Bien qu’il ne soit pas encore la fin d’après-midi, je ressens le même passage à vide qu’aux alentours de Raglan après avoir quitter Sydney, sans avoir bien préparé les points importants de la journée, avec le sentiment d’avoir parcouru des kilomètres. Je regarde à nouveau les cartes, feuillette les guides… J’ai l’impression de vouloir trop faire en trop peu de jours. En même temps, je ne connais point encore la durée des balade dans les Blue Mountains, s’il faut prendre la journée, ou s’il est possible d’en faire 2 ou 3 courtes le même jour. Après avoir estimé à nouveau les distances, je suis dans une moyenne similaire à celle de mon précédent trajet. D’un côté, j’ai l’envie de descendre jusqu’à Jervis Bay, d’un autre côté il me semble qu’elle se situe loin, presque trop. Je continue ma progression vers le Sud. A la sortie du Royal National Park, je profite du point de vue pour observer la côte qui s’étend en direction de Wolongong. Au large, une dizaine de pétroliers peuplent la mer, je ne me rappelle pas avoir déjà vu autant de cargos en approche d’un port.  Avant de repartir, je me pose les mêmes questions que précédemment, refaisant les calculs, comparant les distances hebdomadaires à parcourir pour me rendre à mes futures destinations.

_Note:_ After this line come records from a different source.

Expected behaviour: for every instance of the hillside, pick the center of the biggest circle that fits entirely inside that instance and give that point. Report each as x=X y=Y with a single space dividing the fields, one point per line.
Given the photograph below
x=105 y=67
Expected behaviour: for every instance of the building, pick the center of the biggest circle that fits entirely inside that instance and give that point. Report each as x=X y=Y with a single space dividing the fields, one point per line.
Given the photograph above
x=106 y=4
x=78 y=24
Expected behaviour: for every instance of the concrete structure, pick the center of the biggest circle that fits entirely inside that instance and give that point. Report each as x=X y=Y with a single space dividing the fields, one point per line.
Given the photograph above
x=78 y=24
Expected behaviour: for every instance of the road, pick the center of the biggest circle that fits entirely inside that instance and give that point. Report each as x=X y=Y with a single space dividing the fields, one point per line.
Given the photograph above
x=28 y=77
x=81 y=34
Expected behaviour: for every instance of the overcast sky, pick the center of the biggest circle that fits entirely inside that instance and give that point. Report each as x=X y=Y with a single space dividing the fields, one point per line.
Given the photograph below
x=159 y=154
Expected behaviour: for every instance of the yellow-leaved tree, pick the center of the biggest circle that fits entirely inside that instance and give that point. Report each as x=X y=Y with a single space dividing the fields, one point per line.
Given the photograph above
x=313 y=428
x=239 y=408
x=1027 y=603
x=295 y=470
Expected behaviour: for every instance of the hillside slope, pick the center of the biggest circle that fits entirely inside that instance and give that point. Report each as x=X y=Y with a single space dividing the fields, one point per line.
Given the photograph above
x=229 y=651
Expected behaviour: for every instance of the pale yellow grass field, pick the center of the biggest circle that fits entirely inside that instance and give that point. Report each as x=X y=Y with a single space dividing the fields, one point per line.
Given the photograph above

Je finirai par trancher, et descendrai jusqu’à Jervis Bay, contournerai Blue Mountains National Park par le Sud, remonterai par les grottes de Jenoloan Caves, traverserai Yengo National Park en direction de Hunter Valley et redescendrai vers Sydney. Je verrai bien si j’aurai le temps pour un dernier arrêt à Ku-Ring-Gai-Chase National Park. La route suit la côte et emprunte le célèbre Cliff Bridge. Pour remplacer un tronçon régulièrement coupé à toute circulation en raison des chutes de pierres depuis les falaises surplombant la route, un pont fût construit, suivant les contours des parois rocheuses à quelques mètres de distances. La prestance de l’édifice n’a rien à envier au viaduc de l’autoroute dominant le lac le long de la Riviera Vaudoise. Je pense alors que j’ai oublié d’acheter des pâtes ce matin. Tout en comblant cette lacune au prochain supermarché, j’ai changé d’avis pour le repas du soir. Plutôt que pâtes sauce thon-tomate, ce sera filet de kangourou grillé et pommes-de-terre sautées.

De nuit, à proximité de Wollongong (234’000 habitants), il m’est difficile de trouver un endroit tranquille. La plage est à éviter avec le puissant vent qui ne cesse de balayer la côte. Je prendrai de la hauteur et dormirai dans le Illawarra Escarpment State Conservation Area. De l’autre côté de la crête, aucune lueur de la ville ne viendra troubler mon sommeil. Alors que mes patates grillent, je découvre qu’il est impossible de rabattre les dossiers des sièges arrières, car le mécanisme est scellé. Je décide de monter la tente, et découvre qu’il s’agit d’un modèle de base, pour ne pas dire bon marché, dont la structure rigidifiée par deux arceaux oscille et ploie sous les attaques d’Eole.

Après le repas, je m’installerai à l’intérieur pour en tester l’habitabilité. Entre les mouvements du plafond, les claquements de la membrane extérieure, les coups de vent qui s’insinuent entre les deux couches, le bruit des rafales, je doute que le sommeil y soit réparateur. Je tenterai d’enlever les scellés, regarder s’il m’est possible de dévisser une pièce pour régler le problème des sièges. Rien n’y fait. Finalement, je viderai le coffre, empilant sacs, nourriture, habits, casseroles et couverts sur les sièges. Le coffre s’avère plus grand que prévu : la longueur du lit, plus court que le triangle avant du Surprise, sera compensé par sa grande largeur. Demain, je saurai si ma couchette sera confortable ou non.